We have pretty cheap high quality pellets in my state so I’ve always wanted a pellet boiler. The pellet boilers do not need storage, have pretty huge onboard hoppers (or bulk feed options), modulate output to match your demand, burn a  manufactured fuel that is very compact to store and comes delivered ready to burn, and are at least as efficient as firewood boilers. The Europeans have really been doing the wood pellet boiler thing for a long time and have it figured out. 

The drawback is cost. Not that pellet boilers are much more than firewood boilers but both are very expensive. 

Oh and the exhaust pipe from a pellet boiler is smaller and easier to deal with than firewood. 

Windhager is a great brand.

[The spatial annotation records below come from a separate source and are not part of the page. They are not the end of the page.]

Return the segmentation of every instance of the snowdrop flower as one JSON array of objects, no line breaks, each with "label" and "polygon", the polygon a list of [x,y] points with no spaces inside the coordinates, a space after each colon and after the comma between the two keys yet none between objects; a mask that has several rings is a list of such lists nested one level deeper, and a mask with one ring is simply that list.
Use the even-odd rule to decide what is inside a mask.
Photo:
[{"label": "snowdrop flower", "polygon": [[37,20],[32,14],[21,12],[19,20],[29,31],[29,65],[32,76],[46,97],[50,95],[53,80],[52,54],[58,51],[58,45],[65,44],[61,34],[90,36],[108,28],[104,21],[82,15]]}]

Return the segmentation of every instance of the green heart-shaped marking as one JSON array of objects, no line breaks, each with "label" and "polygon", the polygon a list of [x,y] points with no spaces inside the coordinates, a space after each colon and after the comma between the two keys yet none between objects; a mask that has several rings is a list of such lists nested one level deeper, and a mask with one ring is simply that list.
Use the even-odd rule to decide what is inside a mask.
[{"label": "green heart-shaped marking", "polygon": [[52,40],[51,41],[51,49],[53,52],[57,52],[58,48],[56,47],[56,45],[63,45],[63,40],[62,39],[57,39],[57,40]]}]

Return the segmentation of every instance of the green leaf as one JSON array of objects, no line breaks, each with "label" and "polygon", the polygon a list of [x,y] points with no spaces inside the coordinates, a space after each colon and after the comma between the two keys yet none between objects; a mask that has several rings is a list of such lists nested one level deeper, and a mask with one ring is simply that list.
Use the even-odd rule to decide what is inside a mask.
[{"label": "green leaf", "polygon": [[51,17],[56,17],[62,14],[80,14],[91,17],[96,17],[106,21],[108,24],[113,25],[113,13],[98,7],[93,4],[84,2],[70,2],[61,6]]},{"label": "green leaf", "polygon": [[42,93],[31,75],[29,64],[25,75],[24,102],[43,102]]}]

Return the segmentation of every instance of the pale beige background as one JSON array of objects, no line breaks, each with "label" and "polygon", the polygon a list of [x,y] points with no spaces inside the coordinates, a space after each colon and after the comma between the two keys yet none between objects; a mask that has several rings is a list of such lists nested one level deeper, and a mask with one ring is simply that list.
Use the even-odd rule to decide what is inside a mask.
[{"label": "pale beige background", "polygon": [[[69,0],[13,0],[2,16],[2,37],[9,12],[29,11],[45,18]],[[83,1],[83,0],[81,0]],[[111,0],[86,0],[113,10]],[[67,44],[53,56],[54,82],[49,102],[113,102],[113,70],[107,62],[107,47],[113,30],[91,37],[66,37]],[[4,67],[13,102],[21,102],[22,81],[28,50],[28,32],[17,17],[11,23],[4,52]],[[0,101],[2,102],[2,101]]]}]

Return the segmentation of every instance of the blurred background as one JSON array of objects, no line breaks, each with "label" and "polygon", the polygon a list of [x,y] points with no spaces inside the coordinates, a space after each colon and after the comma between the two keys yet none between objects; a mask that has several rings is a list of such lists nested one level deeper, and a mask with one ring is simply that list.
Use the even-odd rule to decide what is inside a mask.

Search the forum for “pellet boiler” look at the installation threads for lots of pictures and peoples reasoning for choosing pellets. 

Oh and you can stack multiple pellet boilers together for big output or just get one boiler that’s big enough.


----------



## BoiledOver (Oct 13, 2018)

maple1 said:


> I think those were Windhagers.


Thanks for the correction. Here is a link to the thread.


----------



## BoiledOver (Oct 13, 2018)

@UPmqt   There is good information in the thread I linked in the previous post. Take a look at post #56 for some cost comparisons with propane.


----------



## nhtreehouse (Oct 14, 2018)

Since you were asking for boiler opinions, I'll chime in. I have both a wood boiler and a pellet boiler. Both are fantastic machines. The pellet boiler is a Windhager and is very simple and is extremely well thought out. It feeds itself, cleans itself, etc. Pretty sweet. The wood boiler is the Froling FHG shown in my profile picture. Also an amazing machine. Since storage was mentioned, I'm heating a portion of my wood boiler tank with the pellet boiler. Opinions vary on if pellet boilers need/want/desire/run better with or without storage. I find my burn times are about 2.5 hours with the pellet boiler and storage. Pellet boilers can also modulate and indeed a number of full euro systems do just that. I've got my pellet boiler setup to batch burn like a wood boiler.

In the end of the day, I believe the choice of fuel and storage is just a discussion on how to store energy, both in it's "native" form, and in the form of hot water. It's easier to scale pellets because the fuel is coming to you in a very low moisture content state. And you can get resupplies all winter. There is a commercial building near me with a dual pellet boiler setup and I think they chew through 60 tons a winter. That said, I believe there's a link in Siggy's pdf in the sticky section where a place in Quebec is burning hundreds of cords in two massive boilers. But those machines are loaded with overhead machinery. Pretty amazing stuff. Found the link, love the scale of it. 350 cords a year! 42" logs!

http://nebiomassheat.com/pdfs/2012/keyPrinciples/albrecht_boiler.pdf

I, too have taken Siggy's course and it is excellent. And I did a very comprehensive heat loss calculation on my place before I spent any money on the system. And, like yourself, I was dealing with a poorly designed and installed heating system. In my case, a 100k BTU propane hot air furnace with the heating duct on the exterior of the building. I would hazard a guess that there was some loss there! My heat load is way less than that and it ran about 50% of the time when the weather was in the 30's. Not a great design. If you have a lot of underground loss then you've got a big unknown in the equation - similar to my exterior heating duct. I recognized that early on and started to nail down just what heat load I had. Everything else follows, fuel choice, boiler type, distribution type, etc.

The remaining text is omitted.